Mayoral control of the city’s public schools, as presently configured, is not working.
That was the consensus of opinion expressed during a town hall on school system governance held at Brooklyn Borough Hall, 209 Joralemon Street.
The hearing, which was sponsored by the Senate Democratic School Governance Task Force and co-chaired by State Senators Martin Connor and Martin Malave-Dilan, is one of several being held by the group, in advance of the expiration of legislation that gave control of New York City’s school system to the mayor, and eliminated the Board of Education.
That legislation will sunset on June 30, 2009, raising the question of whether it should be renewed or revamped.
Those who spoke made it clear that they believe the current system should be reworked, to build in accountability, checks and balances, and parental and community input, all of which is currently lacking, said those who testified.
Particularly frustrating, they contended, is the fact that the system follows a top-down format, with decisions about schools and students handed down from on high, and comment from those who are most impacted by the decisions, asked for – if at all – after the fact.

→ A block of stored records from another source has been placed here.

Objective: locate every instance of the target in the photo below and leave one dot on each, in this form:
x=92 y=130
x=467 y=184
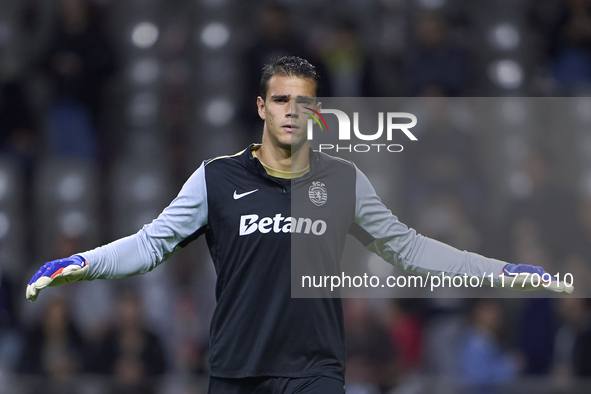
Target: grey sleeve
x=155 y=242
x=403 y=247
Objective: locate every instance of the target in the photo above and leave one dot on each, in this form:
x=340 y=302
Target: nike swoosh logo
x=238 y=196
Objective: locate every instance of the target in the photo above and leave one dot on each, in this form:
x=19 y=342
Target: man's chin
x=294 y=144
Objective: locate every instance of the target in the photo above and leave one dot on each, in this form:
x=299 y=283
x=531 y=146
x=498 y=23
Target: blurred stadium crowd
x=106 y=107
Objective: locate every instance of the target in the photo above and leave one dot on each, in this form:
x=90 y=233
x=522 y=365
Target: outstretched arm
x=137 y=254
x=382 y=233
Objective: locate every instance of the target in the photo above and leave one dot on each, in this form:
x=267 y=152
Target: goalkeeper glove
x=527 y=277
x=56 y=273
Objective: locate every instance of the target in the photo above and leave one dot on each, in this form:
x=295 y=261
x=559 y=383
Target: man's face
x=283 y=110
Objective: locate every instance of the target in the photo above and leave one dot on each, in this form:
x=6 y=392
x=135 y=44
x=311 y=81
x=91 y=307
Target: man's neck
x=284 y=159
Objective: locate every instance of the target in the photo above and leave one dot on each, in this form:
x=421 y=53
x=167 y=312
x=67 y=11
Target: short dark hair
x=288 y=66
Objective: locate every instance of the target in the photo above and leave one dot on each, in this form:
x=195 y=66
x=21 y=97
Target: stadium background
x=107 y=107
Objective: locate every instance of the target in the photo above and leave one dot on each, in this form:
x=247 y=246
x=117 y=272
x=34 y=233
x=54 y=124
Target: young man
x=255 y=208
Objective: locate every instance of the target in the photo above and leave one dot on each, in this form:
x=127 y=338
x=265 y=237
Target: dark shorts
x=272 y=385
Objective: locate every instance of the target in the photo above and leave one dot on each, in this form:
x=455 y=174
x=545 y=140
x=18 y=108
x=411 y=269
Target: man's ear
x=261 y=107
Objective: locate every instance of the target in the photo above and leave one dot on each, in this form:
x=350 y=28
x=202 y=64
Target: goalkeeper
x=254 y=208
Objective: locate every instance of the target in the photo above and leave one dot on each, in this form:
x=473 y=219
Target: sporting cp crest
x=317 y=193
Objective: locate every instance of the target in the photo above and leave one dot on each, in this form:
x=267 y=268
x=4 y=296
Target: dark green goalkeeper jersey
x=263 y=232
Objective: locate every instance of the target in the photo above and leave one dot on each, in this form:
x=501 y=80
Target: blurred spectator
x=435 y=66
x=18 y=132
x=484 y=367
x=371 y=360
x=573 y=340
x=445 y=174
x=346 y=64
x=9 y=337
x=129 y=351
x=406 y=333
x=567 y=31
x=54 y=347
x=532 y=239
x=538 y=326
x=78 y=61
x=190 y=342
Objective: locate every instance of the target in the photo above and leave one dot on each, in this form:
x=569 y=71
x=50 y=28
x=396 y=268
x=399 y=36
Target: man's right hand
x=57 y=273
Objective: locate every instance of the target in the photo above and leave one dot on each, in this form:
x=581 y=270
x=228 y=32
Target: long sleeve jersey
x=257 y=226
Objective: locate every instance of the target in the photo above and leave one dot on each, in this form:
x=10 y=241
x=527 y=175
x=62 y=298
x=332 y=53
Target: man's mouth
x=290 y=127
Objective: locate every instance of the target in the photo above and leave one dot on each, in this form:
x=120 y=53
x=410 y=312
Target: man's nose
x=292 y=109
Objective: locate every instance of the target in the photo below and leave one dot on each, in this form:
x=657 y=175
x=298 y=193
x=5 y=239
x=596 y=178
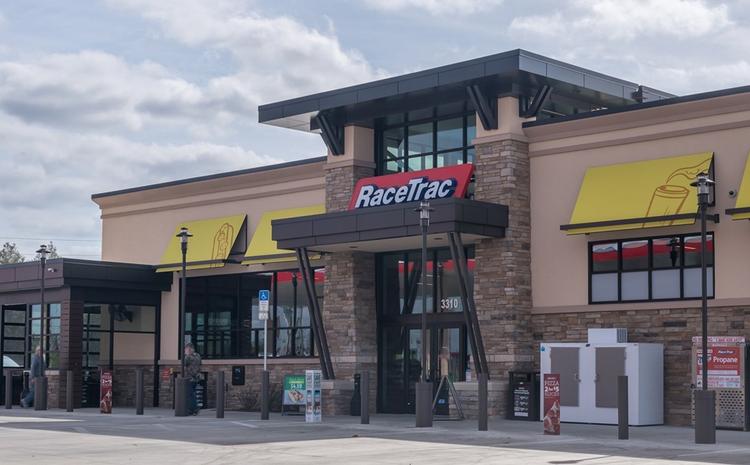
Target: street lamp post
x=424 y=387
x=40 y=386
x=705 y=399
x=184 y=234
x=182 y=388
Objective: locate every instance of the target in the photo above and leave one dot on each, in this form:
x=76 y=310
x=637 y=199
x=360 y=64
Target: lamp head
x=43 y=252
x=703 y=183
x=184 y=234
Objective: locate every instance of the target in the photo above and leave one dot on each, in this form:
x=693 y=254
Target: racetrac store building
x=561 y=201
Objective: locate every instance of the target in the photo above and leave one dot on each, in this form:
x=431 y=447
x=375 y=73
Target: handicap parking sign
x=263 y=297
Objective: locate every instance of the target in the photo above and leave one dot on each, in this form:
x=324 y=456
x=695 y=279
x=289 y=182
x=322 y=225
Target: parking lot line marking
x=718 y=451
x=239 y=423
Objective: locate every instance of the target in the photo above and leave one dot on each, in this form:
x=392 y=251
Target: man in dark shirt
x=193 y=373
x=36 y=372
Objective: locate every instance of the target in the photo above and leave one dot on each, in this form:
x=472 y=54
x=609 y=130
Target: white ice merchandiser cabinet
x=588 y=380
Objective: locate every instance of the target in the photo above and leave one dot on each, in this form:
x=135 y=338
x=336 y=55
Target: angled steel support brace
x=542 y=94
x=331 y=134
x=470 y=314
x=308 y=277
x=486 y=108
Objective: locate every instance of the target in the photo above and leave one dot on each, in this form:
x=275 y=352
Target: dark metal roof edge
x=210 y=177
x=641 y=106
x=81 y=262
x=597 y=74
x=385 y=81
x=516 y=53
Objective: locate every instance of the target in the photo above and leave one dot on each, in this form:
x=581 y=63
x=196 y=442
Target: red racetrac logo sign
x=412 y=186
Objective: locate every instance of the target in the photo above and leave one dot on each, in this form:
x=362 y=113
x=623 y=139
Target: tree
x=52 y=252
x=10 y=254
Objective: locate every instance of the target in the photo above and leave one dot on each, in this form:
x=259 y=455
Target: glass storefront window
x=420 y=138
x=400 y=271
x=223 y=317
x=443 y=141
x=660 y=268
x=450 y=134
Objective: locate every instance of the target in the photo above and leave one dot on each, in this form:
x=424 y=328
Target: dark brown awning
x=393 y=227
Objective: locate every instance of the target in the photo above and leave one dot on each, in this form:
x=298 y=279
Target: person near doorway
x=193 y=373
x=36 y=373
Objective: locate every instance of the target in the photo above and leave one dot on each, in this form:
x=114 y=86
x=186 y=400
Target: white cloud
x=277 y=57
x=49 y=175
x=629 y=19
x=435 y=7
x=93 y=89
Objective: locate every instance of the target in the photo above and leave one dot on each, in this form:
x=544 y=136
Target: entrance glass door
x=399 y=317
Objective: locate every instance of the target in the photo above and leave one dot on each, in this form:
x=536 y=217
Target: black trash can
x=523 y=395
x=355 y=406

Carmen Alvarez, vice president for special education of the United Federation of Teachers (UFT), said that the current system lacks many key items.
Basing her remarks on testimony given to the UFT at a series of hearings, she said that, in the view of educators and parents, “A permanent forum for the public to question policies before they are adopted must be re-established.”
In addition, Alvarez said, “Accountability is important, not just to the mayor, but to the public, and it needs to be bottom-up, not just top-down. That means there has to be transparency and checks and balances.”
Alvarez also said that, rather than the Kafkaesque structure currently in place, in which parents cannot find the appropriate people to help address concerns, “There needs to be a clear line of communications to solve problems,” she urged.
Public school teacher Joey Davis said that, in his view, mayoral control had devolved into a business structure. “Mayor (Michael) Bloomberg has turned the schools into a corporation,” Davis contended.
While, Davis said, parents and teachers have been trying to respond to student needs, “They are continually undermined by the mayor and the chancellor. I don’t know what the answer is, but I know it’s not mayoral control.”
In particular, Davis complained about tens of millions of dollars spent on consultants rather than going into the classroom or being used for teacher training. In one case, he recalled, a consultant had come into the school he worked in and, rather than tackling anything substantive, had redone the bulletin boards.
Parents were equally critical. David Quintana, who has two children in the public schools, called mayoral control “a dismal failure.” Specifically, Quintana said that, “Many major decisions have been made with absolutely no input from parents or the public.”
In addition, he called for a sea change in both offerings and discipline, through the “Reinstitution of the arts, music, physical education, student governments and the teaching of basic American civics,” as well as, “The elimination of the NYPD presence in the schools, which I feel creates a prison-like atmosphere.
“I feel that we should put educators back into Tweed Courthouse,” Quintana added. The image of Bloomberg as “the education mayor,” he contended, is “pure propaganda.”
Karen Phillip, whose daughter attends Philippa Schuyler Intermediate School in Fort Greene, said that the Department of Education (DOE) had decided to site a charter school inside the school without consultation with either parents or the district’s Community Education Council.
“One of the major problems we are having is accountability,” Phillip stressed. “We are going and asking questions of everyone and not getting any answers.
“Here is a school that works, students are moving on to bigger and better things, and the only thing that Joel Klein and Bloomberg can do for us is put a charter school in there,” Phillip went on, pointing out that the school had a waiting list of 300 students each year.
“The mayor should not be involved, and the parents are no longer involved because he has pulled that from under us,” Phillip noted.
Tammie Brunson, whose son attends school in District 13, said that the system was failing her child. “To me, District 13 is like a roulette wheel,” she said. “You can get some good things out of it and you can get some bad things out of it.
“We need restructuring tremendously,” Brunson went on, “because the children are losing out. Is the system working? No. As a parent, do I feel my needs are being met? No. Do I have a voice? This is the first time I have a voice.”
Irene Varon, who has been active in School District 22 for many years, said that, in her view, the system could not return to what it had been, but nonetheless needed to be revamped to incorporate things that are currently missing.
“Fair is not equal,” Varon stressed. “You have to have balance. We don’t have balance now.”